Puntuale, arriva la dichiarazione delle Merkel: “I paesi i cui bond verranno acquistati dai fondi Esm/Efsf dovranno rispettare condizioni che saranno verificate dalla troika Ue-Bce-Fmi”. Altro che festeggiamenti, e ottimi accordi, dunque.
I giornali titolano che quella di ieri e’ stata una vittoria di Mario Monti, ma le cose in realta’ stanno diversamente. Prima la notizia: l’accordo raggiunto, a quanto pare, prevede a grosse linee che da ora in poi vi sara’ un intervento diretto del Fondo Salva Stati per andare a calmierare gli spread eventualmente in salita dei Paesi in difficolta’. Una sorta di soluzione per intercettare le situazioni piu’ acute. Questo il punto centrale, a quanto si sa al momento, della riunione fiume di ieri. Trovate le cronache su ogni giornale, dall’asse Monti-Hollande al viso ceruleo della Merkel all’uscita dalla riunione a notte fonda.
Un bell’accordo? Non diremmo, e vediamo il perche’, che e’ unico, ma essenziale.
Intanto registriamo per dovere di cronaca che i mercati stanno apprezzando la cosa, visto che le Borse al momento riprendono fiato (dunque gli speculatori al rialzo guadagnano) e che gli spread diminuiscono. Quello dell’Italia passa in poche ore dai 470 punti di ieri ai 410 attuali (ore 11). Quattrocentodieci, sia chiaro: molto al di la’, in ogni caso, della soglia di sicurezza citata da Monti stesso a suo tempo, ma insomma per il momento in discesa.
Gli sherpa dei vari governi stanno preparando la bozza del testo che, secondo le previsioni, dovrebbe essere approvato il prossimo 9 luglio.
Ma cerchiamo di capirne l’essenza. Dunque, per calmierare gli spread – cioe’ quello che chiamano strumento per la stabilizzazione europeo – si prevede che il Fondo Salva Stati intervenga direttamente in caso di difficolta’. La novita’ risiede nell’utilizzo automatico del Fondo in tali occasioni, ma essa non cambia la situazione, per un motivo ben preciso: il Fondo Salva Stati e’ alimentato dagli Stati stessi. Si tratta di denaro che ogni Stato dell’Unione versa nel Fondo per soccorrere i paesi in crisi (attenzione: non cadiamo nella falsa dichiarazione di Monti secondo la quale il meccanismo non pesera’ sui bilanci degli Stati: il meccanismo pesa eccome, visto che il Fondo in ogni caso e’ sempre composto dal denaro dei vari Stati).

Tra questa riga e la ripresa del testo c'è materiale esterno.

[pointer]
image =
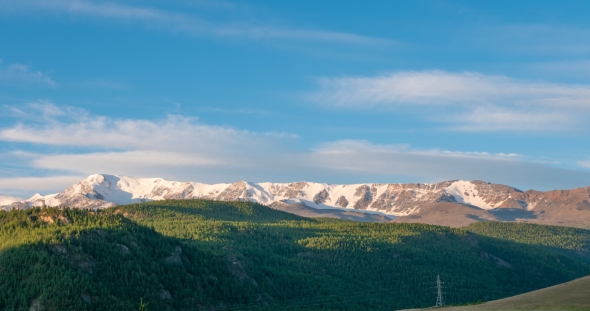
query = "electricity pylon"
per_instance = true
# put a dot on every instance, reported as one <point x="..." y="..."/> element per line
<point x="439" y="300"/>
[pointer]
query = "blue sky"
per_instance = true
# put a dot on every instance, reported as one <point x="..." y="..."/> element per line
<point x="325" y="91"/>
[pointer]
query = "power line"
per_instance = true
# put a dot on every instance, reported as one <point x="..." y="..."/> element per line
<point x="439" y="300"/>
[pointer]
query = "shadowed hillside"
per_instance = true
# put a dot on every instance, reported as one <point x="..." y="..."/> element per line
<point x="198" y="254"/>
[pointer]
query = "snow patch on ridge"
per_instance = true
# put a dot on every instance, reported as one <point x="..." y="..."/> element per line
<point x="466" y="192"/>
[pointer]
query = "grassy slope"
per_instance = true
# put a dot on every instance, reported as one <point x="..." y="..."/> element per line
<point x="243" y="256"/>
<point x="570" y="296"/>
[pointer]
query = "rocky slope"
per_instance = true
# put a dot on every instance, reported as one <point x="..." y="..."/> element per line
<point x="448" y="203"/>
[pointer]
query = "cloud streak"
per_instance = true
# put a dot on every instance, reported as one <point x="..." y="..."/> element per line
<point x="182" y="149"/>
<point x="184" y="23"/>
<point x="22" y="75"/>
<point x="470" y="101"/>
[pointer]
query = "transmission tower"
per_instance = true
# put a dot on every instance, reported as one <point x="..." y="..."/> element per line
<point x="439" y="300"/>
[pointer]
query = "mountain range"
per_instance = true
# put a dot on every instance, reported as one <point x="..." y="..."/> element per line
<point x="453" y="203"/>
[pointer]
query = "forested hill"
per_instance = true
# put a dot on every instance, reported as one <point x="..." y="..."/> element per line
<point x="211" y="255"/>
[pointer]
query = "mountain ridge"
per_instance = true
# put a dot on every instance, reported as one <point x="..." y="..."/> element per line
<point x="464" y="201"/>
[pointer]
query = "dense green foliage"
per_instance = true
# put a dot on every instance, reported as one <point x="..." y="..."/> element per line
<point x="194" y="254"/>
<point x="553" y="236"/>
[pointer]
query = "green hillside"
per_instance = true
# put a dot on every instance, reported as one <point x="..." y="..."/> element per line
<point x="208" y="255"/>
<point x="570" y="296"/>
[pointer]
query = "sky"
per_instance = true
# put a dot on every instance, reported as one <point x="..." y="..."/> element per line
<point x="282" y="91"/>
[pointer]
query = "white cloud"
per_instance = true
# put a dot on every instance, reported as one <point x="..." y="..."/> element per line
<point x="368" y="160"/>
<point x="18" y="74"/>
<point x="180" y="148"/>
<point x="77" y="128"/>
<point x="4" y="200"/>
<point x="183" y="22"/>
<point x="43" y="185"/>
<point x="471" y="101"/>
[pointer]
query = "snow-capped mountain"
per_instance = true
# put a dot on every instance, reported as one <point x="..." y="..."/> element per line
<point x="101" y="191"/>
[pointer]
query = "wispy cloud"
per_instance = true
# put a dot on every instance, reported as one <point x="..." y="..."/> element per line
<point x="5" y="200"/>
<point x="26" y="186"/>
<point x="21" y="75"/>
<point x="471" y="101"/>
<point x="181" y="22"/>
<point x="183" y="149"/>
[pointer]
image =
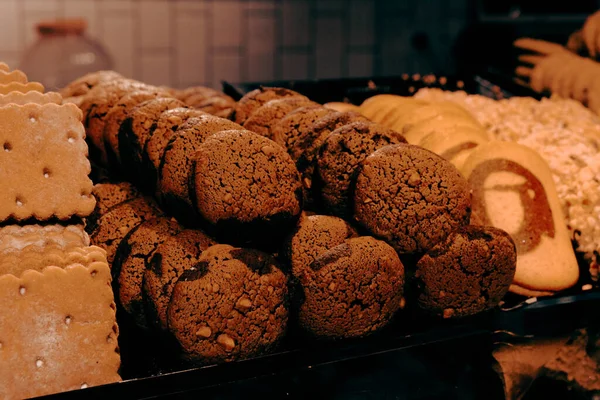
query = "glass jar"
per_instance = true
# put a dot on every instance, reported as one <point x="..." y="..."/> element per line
<point x="63" y="53"/>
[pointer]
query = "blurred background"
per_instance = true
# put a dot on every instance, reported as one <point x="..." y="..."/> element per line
<point x="199" y="42"/>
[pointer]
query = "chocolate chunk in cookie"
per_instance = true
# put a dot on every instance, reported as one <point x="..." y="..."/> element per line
<point x="170" y="259"/>
<point x="256" y="98"/>
<point x="467" y="273"/>
<point x="175" y="168"/>
<point x="410" y="197"/>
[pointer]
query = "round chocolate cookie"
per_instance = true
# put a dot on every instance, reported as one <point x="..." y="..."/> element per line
<point x="175" y="168"/>
<point x="256" y="98"/>
<point x="173" y="256"/>
<point x="296" y="127"/>
<point x="246" y="188"/>
<point x="467" y="273"/>
<point x="219" y="105"/>
<point x="232" y="305"/>
<point x="115" y="118"/>
<point x="309" y="144"/>
<point x="352" y="290"/>
<point x="314" y="235"/>
<point x="340" y="156"/>
<point x="97" y="104"/>
<point x="410" y="197"/>
<point x="113" y="226"/>
<point x="135" y="130"/>
<point x="107" y="196"/>
<point x="131" y="259"/>
<point x="266" y="116"/>
<point x="84" y="84"/>
<point x="166" y="125"/>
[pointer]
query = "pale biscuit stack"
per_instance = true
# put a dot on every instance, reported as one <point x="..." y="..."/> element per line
<point x="442" y="127"/>
<point x="58" y="329"/>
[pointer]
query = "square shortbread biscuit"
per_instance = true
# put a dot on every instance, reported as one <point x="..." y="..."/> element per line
<point x="58" y="331"/>
<point x="43" y="163"/>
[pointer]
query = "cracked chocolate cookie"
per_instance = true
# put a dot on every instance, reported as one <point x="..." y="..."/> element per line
<point x="175" y="168"/>
<point x="232" y="305"/>
<point x="264" y="118"/>
<point x="256" y="98"/>
<point x="113" y="226"/>
<point x="107" y="196"/>
<point x="340" y="156"/>
<point x="410" y="197"/>
<point x="135" y="131"/>
<point x="352" y="290"/>
<point x="166" y="125"/>
<point x="246" y="188"/>
<point x="115" y="118"/>
<point x="309" y="145"/>
<point x="314" y="235"/>
<point x="133" y="254"/>
<point x="467" y="273"/>
<point x="296" y="127"/>
<point x="173" y="256"/>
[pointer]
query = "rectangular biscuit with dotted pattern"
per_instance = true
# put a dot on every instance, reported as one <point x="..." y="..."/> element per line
<point x="58" y="331"/>
<point x="44" y="163"/>
<point x="39" y="257"/>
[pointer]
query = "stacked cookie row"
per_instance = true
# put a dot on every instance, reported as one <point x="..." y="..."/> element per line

Dunque, mediante il Fondo, gli Stati si tassano per diventare soccorritori. Orbene, nel momento attuale, gli Stati stanno passando, tutti, tranne la Germania, dalla situazione di soccorritori a quella di soccorsi. Dunque chi fino a ora poteva soccorrere ha bisogno adesso di essere soccorso. E cosa succede quando sono piu’ numerosi gli Stati a dover essere soccorsi rispetto a quelli in grado di soccorrere? Fin troppo semplice la risposta. Il Fondo Salva Stati e’ destinato presto a esaurirsi e dunque a dover essere incrementato. Da chi? Da chi puo’, ovvero solo la Germania. E siamo – saremo – da capo.
Ecco il motivo della dichiarazione della Merkel che abbiamo citato in apertura. Dichiarazione che e’ destinata ovviamente a incrinare tutte le decisioni strombazzate dai media in queste ore.
Ultima nota, che non ci sembra di poco contro: a quanto pare tale nuovo meccanismo sara’ messo in opera dalla Bce. In altre parole, il Fondo Salva Stati interverra’ automaticamente nei casi di difficolta’ dei paesi sotto la supervisione della Banca Centrale Europea. Come dire, sara’ Mario Draghi a gestirlo. Una Banca privata, che gia’ gestisce il denaro in circolazione a monte, ovvero nel momento della sua creazione, adesso lo gestira’ anche a valle, ovvero dopo che gli Stati lo avranno messo a sua disposizione, attraverso il Fondo, per calmierare i mercati.
E allora, si tratta di un bell’accordo, come ci ripetono da tutte le parti, o di una ennesima, ridicola, inutile e ipocrita illusione?